Wednesday, 13 October 2010

Blue Velvet


















Blue Velvet (1986)
a film by David Lynch

with Isabella Rossellini
Tue., Oct. 12/10 - 10:00pm
TIFF Bell Lightbox

I don't know how David Lynch does it but works. Picked fences and flowers, firefighters saluting from the fire truck, colorful front gardens, all of them look really scary and without being dark this movie delivers the constant feeling of desolation and siege, that something is not alright in this town even before you reach the explicit scenes.

Blue Velvet is a the story of crime and obsession but there is more in the film than just the story. This film is more about the atmosphere of constant threat is about the feeling of distress that linger whether the crime is solved or not. This atmosphere is feed by a sort of theatrically in this film, like a layer of normality that lies on top of the darkness and that can be funny like the chicken walk or entertaining like the singing performances but that keeps only a facade.

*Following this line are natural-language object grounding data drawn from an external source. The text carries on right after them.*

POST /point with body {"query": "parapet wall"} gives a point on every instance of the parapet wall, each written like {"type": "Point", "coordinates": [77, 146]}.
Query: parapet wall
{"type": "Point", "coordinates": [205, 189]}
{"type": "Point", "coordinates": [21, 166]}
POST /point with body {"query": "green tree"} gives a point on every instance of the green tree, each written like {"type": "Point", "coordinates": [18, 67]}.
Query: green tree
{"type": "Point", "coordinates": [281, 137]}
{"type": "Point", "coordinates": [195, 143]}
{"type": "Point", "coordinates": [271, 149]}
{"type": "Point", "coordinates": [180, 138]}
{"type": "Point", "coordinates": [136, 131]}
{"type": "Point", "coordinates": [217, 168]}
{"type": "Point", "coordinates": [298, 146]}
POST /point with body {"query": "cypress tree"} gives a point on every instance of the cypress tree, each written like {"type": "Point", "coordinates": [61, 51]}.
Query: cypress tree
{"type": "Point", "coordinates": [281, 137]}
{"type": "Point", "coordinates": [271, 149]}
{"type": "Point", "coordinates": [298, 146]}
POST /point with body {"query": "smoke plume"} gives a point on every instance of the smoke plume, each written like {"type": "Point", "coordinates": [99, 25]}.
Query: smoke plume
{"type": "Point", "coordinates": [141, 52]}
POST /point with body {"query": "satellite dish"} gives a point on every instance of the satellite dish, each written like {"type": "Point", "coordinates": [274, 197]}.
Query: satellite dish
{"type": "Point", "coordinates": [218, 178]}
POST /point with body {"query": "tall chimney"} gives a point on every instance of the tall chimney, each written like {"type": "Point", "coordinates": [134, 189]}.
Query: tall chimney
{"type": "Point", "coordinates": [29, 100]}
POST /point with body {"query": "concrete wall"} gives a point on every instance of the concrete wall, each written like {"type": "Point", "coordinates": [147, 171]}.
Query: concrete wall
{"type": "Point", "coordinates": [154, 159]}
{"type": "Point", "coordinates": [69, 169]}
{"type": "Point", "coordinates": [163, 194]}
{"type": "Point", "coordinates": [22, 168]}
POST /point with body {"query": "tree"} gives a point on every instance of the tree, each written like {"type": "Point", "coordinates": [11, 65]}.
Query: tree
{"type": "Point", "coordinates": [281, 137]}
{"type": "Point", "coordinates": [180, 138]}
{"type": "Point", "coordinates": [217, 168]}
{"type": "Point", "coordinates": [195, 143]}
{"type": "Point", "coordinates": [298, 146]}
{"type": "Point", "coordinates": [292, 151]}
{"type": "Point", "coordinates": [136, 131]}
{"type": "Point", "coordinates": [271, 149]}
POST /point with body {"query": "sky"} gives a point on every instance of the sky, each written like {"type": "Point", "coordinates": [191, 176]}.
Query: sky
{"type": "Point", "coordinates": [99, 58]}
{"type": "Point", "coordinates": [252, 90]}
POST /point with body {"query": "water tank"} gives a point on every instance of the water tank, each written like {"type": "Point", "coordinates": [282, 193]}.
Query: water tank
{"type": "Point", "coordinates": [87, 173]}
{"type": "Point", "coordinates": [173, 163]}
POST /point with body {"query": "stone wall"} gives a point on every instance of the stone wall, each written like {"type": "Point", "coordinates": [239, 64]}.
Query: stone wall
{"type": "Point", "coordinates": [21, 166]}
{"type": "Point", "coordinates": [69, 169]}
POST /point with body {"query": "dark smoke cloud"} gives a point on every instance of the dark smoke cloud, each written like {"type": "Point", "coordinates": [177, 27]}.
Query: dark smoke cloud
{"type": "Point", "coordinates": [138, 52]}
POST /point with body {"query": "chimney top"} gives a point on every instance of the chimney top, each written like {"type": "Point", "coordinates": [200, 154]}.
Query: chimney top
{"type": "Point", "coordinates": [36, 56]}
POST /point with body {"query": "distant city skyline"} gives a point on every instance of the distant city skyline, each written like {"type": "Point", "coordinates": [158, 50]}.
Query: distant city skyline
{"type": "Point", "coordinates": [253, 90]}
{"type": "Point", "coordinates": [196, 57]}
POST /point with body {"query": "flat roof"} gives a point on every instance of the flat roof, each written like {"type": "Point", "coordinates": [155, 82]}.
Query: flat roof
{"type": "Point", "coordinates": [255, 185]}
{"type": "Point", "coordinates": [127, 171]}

This movie features brilliant performances. There is Isabella Rossellini as a club singer that is victim and tormentor, a masochistic character that seems to suffer from Stockholm syndrome. There is Kyle Maclachlan -from twin peaks- obsessed and in the edge of crossing the line between his quiet small town life and the world of depravation. There is Laura Dern, fresh and beautiful even with the 80s styling. And finally there is Denis Hopper playing a small time lowlife with such brilliance that becomes the incarnation of evil.

Blue Velvet is a memorable movie, and it is an example of pushing the limits of what movies can achieve and deliver. A visually disturbing and aesthetically brilliant film that will haunt you after the credits are over.